O deputado federal Danilo Forte (União Brasil-CE) anunciou em março que apresentará um projeto de lei para classificar a atuação de facções criminosas como terrorismo. Ele, que é representante de um estado do Nordeste – região em que 46 facções exercem influência sobre comunidades e territórios -, defende que o Brasil está “muito próximo de se tornar um narcoestado”.

 

A proposta amplia a definição de terrorismo para incluir atos que tenham razões políticas ou que imponham domínio territorial. Além disso, ataques a infraestruturas críticas, como portos, aeroportos, redes de energia, hospitais e escolas, também passarão a ser considerados atos terroristas.

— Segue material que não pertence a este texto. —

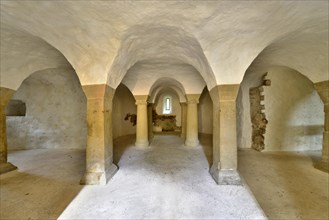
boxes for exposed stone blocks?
[0,87,17,174]
[314,80,329,173]
[249,74,271,151]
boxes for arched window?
[162,96,172,114]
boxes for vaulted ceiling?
[0,0,328,93]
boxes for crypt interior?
[0,0,329,219]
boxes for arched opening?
[152,89,182,135]
[1,68,87,218]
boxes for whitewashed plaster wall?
[7,68,87,150]
[154,92,181,126]
[238,67,324,151]
[112,84,137,139]
[198,88,213,134]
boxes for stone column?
[80,84,118,185]
[147,103,153,143]
[0,87,17,174]
[185,94,200,147]
[314,80,329,173]
[180,102,187,138]
[210,85,241,185]
[135,95,149,148]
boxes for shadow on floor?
[0,150,85,219]
[238,149,329,219]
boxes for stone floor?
[238,149,329,220]
[0,135,328,219]
[0,136,266,219]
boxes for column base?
[314,160,329,173]
[210,168,242,185]
[135,141,149,148]
[0,162,17,174]
[80,163,118,185]
[185,140,199,147]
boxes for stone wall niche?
[249,74,271,151]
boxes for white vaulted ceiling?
[1,0,328,89]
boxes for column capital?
[82,84,115,99]
[314,80,329,105]
[185,94,201,104]
[209,84,240,104]
[134,95,149,105]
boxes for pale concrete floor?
[0,136,266,219]
[0,136,328,219]
[238,149,329,219]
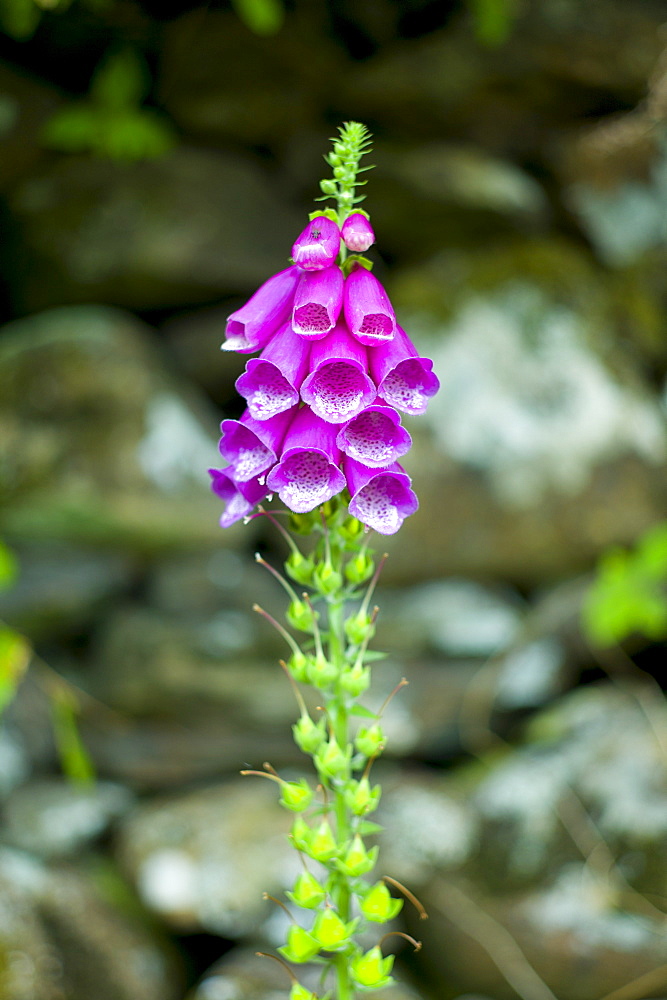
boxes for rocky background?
[0,0,667,1000]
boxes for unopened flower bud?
[360,882,403,924]
[354,722,384,757]
[305,819,338,861]
[338,834,379,877]
[313,562,343,594]
[313,907,359,951]
[350,945,394,989]
[313,736,352,778]
[340,663,371,698]
[280,778,313,812]
[278,924,320,963]
[286,872,328,910]
[285,551,314,587]
[345,778,382,816]
[292,715,326,753]
[341,212,375,253]
[307,656,338,691]
[292,215,340,271]
[345,556,375,583]
[345,610,375,645]
[285,601,319,632]
[289,816,313,851]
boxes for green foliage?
[43,49,175,160]
[232,0,285,35]
[468,0,518,48]
[582,523,667,646]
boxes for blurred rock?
[0,848,181,1000]
[388,243,667,585]
[0,306,234,556]
[117,776,301,940]
[10,146,302,312]
[2,779,132,858]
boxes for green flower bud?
[306,656,338,691]
[278,924,320,963]
[338,515,366,542]
[289,816,313,851]
[337,834,379,877]
[340,663,371,698]
[285,552,315,587]
[305,820,338,861]
[350,945,394,989]
[287,650,309,683]
[292,715,327,753]
[285,601,320,632]
[289,983,317,1000]
[285,872,328,910]
[313,563,343,594]
[360,882,403,924]
[345,778,382,816]
[280,778,313,812]
[313,736,352,778]
[313,907,359,951]
[345,611,375,646]
[345,552,375,583]
[354,722,384,757]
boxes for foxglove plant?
[210,122,438,1000]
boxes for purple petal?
[301,323,377,424]
[292,264,345,340]
[341,212,375,253]
[345,458,419,535]
[336,406,412,468]
[236,324,310,420]
[219,410,294,483]
[370,326,440,414]
[208,469,269,528]
[292,215,340,271]
[343,264,396,347]
[266,407,345,514]
[222,267,301,354]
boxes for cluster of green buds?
[243,499,425,1000]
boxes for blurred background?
[0,0,667,1000]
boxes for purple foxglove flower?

No mês passado, um projeto de lei avançou no Senado para tornar o domínio de cidades e o novo cangaço como crimes hediondos.

 

O projeto do deputado cearense prevê punição para ações como:

 

Impedimento de funcionamento de serviços essenciais, como luz, água e internet;

 

Bloqueio de acesso de funcionários a comunidades dominadas pelo crime;

 

Cobrança ilegal por serviços básicos, como ocorre em áreas controladas por milícias.

 

Segundo Danilo Forte, facções criminosas já dominam regiões inteiras, influenciam eleições, controlam o comércio e limitam a circulação da população. “Eles decidem quem entra e sai, impõem taxas e interferem diretamente na economia e na segurança pública”, declarou.

 

Entre as estratégias de combate, o governo federal afirmou que trabalhava na elaboração de um plano estratégico para combater o domínio territorial imposto por essas organizações criminosas e milícias em todo o país, com especial atenção com alguns estados onde elas estariam mais presentes.

 

Para isso, havia anunciado quatro etapas do programa – indo desde o diagnóstico da força criminosa dominante na região, operações policiais para prender criminosos, ações sociais para reduzir a influência das facções e medidas de inteligência para monitorar atividades criminosas.

 

O ministro Ricardo Lewandowski e o governo Lula (PT) também apostam na articulação da Proposta de Emenda à Constituição (PEC) da Segurança Pública.

 

“Tudo o que está previsto na PEC já está previsto em lei, não precisaria de uma PEC para tirar do papel. Basta ação, recursos para a segurança e vontade política para fazer. Essa PEC enfrentará fortes pressões e, a depender de alguns estados e regiões, enfrentará muita resistência”, alerta o advogado Alex Erno Breunig, especialista em Segurança Pública.